Microsoft (and others) are taking a massive bet paying hundreds of billions in capex for revenue which may not eventuate for (many) years to come.
And some investors are running out of patience.
S&P 500 Hits Pause….
In short, not much has changed over the past 12 weeks (i.e., since Trump won the election):
- The index faces strong resistance around 6100 (i.e., 22x forward earnings); and
- Bulls have lost all momentum – with negative divergence in both the MACD and RSI
January 31 2025
The negative divergence does not confirm the highs made by the market.
Therefore, my best guess is the market will see a 10-15% correction in the first half of the year.
However, it’s only a guess.
And should we see stops drop 15% – that doesn’t make it cheap.

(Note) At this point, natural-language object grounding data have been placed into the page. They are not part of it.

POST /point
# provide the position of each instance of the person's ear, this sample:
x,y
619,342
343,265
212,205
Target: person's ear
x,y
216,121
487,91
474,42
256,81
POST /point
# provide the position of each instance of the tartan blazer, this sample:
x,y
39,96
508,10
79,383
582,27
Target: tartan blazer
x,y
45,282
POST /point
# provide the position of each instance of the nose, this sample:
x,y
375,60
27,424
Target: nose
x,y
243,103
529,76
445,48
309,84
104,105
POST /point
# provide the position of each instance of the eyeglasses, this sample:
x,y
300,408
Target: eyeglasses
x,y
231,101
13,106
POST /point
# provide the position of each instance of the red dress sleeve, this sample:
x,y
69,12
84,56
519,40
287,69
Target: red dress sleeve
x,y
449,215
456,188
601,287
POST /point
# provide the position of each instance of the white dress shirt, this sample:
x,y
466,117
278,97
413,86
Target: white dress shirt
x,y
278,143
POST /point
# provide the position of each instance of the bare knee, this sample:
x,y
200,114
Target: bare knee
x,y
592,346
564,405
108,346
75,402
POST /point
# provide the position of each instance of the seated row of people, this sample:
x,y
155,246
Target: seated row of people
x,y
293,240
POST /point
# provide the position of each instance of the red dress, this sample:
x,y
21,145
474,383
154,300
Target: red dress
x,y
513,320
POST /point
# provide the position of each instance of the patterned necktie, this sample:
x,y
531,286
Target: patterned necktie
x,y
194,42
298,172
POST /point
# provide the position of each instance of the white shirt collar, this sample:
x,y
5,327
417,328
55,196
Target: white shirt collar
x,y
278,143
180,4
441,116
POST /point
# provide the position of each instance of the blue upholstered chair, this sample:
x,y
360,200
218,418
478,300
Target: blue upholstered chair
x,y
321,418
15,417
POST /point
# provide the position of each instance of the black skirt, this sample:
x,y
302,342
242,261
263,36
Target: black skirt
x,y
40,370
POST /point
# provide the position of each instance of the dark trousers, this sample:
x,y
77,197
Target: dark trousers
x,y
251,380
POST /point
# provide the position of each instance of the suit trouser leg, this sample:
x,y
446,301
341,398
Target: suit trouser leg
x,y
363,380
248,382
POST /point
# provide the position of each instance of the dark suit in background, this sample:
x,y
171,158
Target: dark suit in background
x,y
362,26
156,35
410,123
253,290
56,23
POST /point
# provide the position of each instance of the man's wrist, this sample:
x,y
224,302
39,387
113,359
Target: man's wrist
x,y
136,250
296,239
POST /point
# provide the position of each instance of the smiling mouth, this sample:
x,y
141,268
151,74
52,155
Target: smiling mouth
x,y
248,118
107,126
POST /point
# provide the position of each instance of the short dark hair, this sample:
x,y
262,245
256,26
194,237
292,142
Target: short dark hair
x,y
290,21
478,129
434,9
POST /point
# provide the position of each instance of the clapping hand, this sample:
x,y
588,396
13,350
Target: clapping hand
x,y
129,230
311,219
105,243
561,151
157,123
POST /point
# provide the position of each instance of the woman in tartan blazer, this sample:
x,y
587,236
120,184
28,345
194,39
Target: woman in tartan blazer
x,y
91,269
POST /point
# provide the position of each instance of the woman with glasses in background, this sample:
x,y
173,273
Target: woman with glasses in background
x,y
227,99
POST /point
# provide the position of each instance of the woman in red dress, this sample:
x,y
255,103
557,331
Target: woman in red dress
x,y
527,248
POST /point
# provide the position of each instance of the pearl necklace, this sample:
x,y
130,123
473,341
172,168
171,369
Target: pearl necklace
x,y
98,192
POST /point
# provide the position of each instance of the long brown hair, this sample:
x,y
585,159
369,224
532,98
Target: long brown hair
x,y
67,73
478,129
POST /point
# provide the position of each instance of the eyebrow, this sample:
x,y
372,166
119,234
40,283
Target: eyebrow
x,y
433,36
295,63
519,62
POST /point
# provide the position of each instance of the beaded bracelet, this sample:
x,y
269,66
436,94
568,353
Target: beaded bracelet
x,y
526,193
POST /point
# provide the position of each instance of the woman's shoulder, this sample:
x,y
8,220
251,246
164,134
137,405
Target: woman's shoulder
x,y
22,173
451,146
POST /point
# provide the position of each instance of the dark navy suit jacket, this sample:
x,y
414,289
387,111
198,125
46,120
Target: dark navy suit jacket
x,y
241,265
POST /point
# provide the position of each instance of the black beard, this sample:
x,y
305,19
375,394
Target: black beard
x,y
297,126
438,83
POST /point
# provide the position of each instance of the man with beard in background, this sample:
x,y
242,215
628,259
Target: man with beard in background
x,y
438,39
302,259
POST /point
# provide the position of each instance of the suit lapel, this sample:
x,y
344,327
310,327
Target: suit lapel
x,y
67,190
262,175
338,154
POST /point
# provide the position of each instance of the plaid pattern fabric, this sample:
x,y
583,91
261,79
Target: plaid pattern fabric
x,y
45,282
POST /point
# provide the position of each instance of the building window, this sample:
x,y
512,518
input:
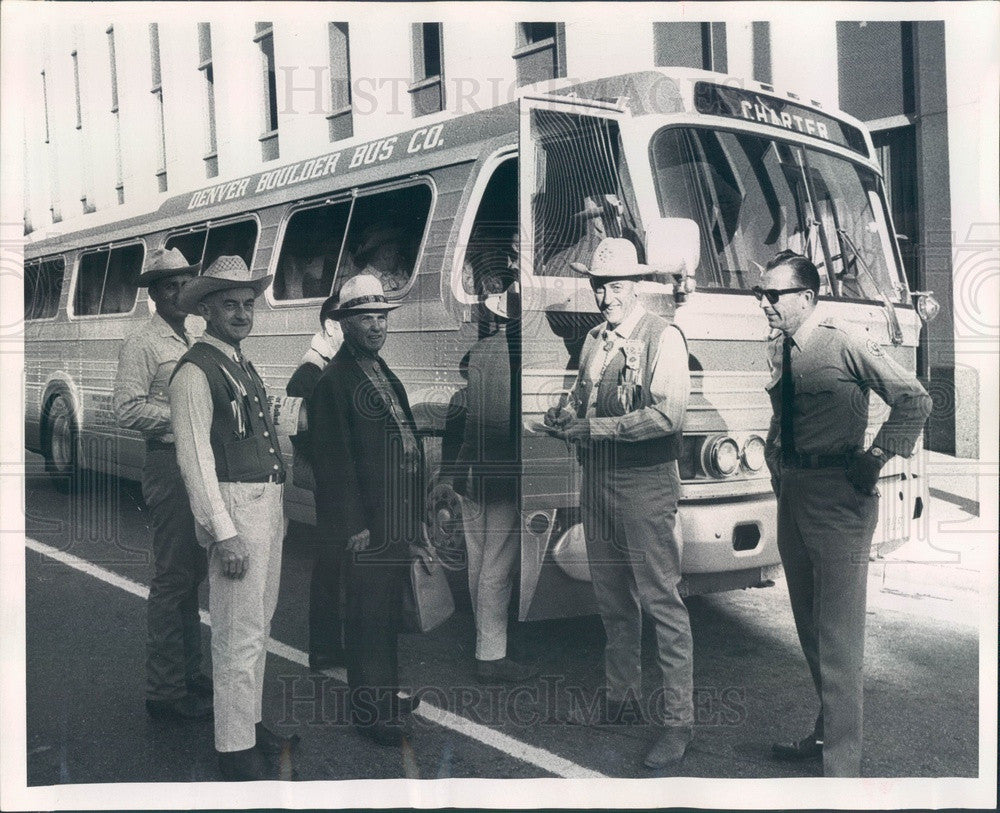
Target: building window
x,y
540,51
208,84
112,57
427,89
691,45
269,137
45,105
107,281
761,45
76,90
341,119
157,91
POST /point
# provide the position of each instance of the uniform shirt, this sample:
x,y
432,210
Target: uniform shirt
x,y
834,371
670,386
145,364
191,402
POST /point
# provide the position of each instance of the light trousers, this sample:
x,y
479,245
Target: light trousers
x,y
634,551
492,547
241,611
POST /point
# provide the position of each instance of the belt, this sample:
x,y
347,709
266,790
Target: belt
x,y
816,461
267,478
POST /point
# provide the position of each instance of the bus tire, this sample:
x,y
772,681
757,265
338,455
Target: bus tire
x,y
61,441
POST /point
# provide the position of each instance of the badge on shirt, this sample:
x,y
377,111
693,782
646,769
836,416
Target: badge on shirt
x,y
633,352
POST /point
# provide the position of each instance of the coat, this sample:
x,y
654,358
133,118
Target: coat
x,y
355,449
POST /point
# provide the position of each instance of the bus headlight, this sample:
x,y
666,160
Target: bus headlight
x,y
753,453
721,456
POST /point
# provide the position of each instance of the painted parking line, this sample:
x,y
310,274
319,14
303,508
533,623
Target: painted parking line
x,y
511,746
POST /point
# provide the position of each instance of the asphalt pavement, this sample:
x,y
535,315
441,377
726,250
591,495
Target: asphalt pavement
x,y
88,562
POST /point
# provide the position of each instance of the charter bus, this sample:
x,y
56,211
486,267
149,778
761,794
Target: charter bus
x,y
708,175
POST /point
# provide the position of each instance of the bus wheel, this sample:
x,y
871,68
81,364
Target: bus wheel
x,y
60,441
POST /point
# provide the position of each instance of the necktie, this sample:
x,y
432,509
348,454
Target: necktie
x,y
787,400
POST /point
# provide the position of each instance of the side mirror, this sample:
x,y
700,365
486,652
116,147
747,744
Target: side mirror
x,y
673,246
927,306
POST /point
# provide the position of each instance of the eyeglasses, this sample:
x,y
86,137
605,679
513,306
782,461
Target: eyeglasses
x,y
773,294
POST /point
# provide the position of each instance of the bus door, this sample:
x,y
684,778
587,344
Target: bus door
x,y
574,190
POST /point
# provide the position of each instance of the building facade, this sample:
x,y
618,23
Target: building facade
x,y
124,109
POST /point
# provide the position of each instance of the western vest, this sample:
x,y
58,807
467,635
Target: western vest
x,y
243,439
616,391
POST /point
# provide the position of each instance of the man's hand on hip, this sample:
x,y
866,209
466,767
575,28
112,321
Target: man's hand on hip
x,y
233,556
359,541
863,470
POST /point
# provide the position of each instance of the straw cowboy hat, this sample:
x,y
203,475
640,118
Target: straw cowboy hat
x,y
225,273
359,294
614,257
165,262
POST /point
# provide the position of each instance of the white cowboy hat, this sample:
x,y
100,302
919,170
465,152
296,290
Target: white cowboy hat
x,y
165,262
614,257
362,293
226,272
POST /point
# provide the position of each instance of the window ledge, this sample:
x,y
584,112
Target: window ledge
x,y
420,84
533,47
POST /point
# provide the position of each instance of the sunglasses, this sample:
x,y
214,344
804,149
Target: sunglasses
x,y
773,294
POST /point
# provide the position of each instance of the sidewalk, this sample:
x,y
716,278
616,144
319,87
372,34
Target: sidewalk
x,y
953,546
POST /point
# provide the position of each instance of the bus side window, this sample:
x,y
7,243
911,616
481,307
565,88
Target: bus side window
x,y
309,251
90,283
490,263
120,287
383,237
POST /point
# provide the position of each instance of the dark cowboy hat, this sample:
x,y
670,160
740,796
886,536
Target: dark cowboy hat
x,y
165,262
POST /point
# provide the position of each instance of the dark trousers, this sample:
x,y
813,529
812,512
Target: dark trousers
x,y
173,650
825,531
325,628
375,586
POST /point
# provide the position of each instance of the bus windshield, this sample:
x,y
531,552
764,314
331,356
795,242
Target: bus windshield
x,y
754,196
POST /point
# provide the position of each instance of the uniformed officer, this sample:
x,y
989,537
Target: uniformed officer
x,y
825,481
176,688
625,412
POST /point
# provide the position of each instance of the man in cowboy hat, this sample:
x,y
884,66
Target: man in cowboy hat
x,y
625,414
231,463
176,688
368,469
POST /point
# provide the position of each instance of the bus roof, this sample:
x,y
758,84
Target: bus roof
x,y
441,140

For example, if we assume 18x forward earnings – it puts the Index around 5,000
That’s a correction of ~18%.
I don’t think that can be ruled out.
Putting it All Together
Coming back to the AI trade…
As someone who works in the industry – I strongly believe in the long-term potential for what it will solve.
Again, it’s not unlike the impact of the internet in the mid 1990s.
I remember that time very clearly (both as someone building the tech and investing)
However, it was well over a decade before we saw its true potential.
Before then – stocks like “Cisco, Intel, Yahoo, AOL etc” all soared higher on the promise of what the internet would bring.
However the year 2000 was a reality check. It was tech’s reset moment.
And whilst these paradigm shifts are major turning points in terms of how they give humans new “superpowers” – they take time.
Repeating a framework I offered readers a couple of years ago (about 6 months before ChatGPT was launched):
My point is AI is extremely nascent.
For example, we are starting to find product market fit and pathways to market.
But we are early…
Anyone who thinks they can apply some sophisticated DCF for these stocks over 5 or 10 years is better than me.
Therefore, given we cannot predict the next “DeepSeek” – one should always be mindful of how early we are; and the risk(s) which come from paying too much.
I made that mistake in 1999… I’m not making it again.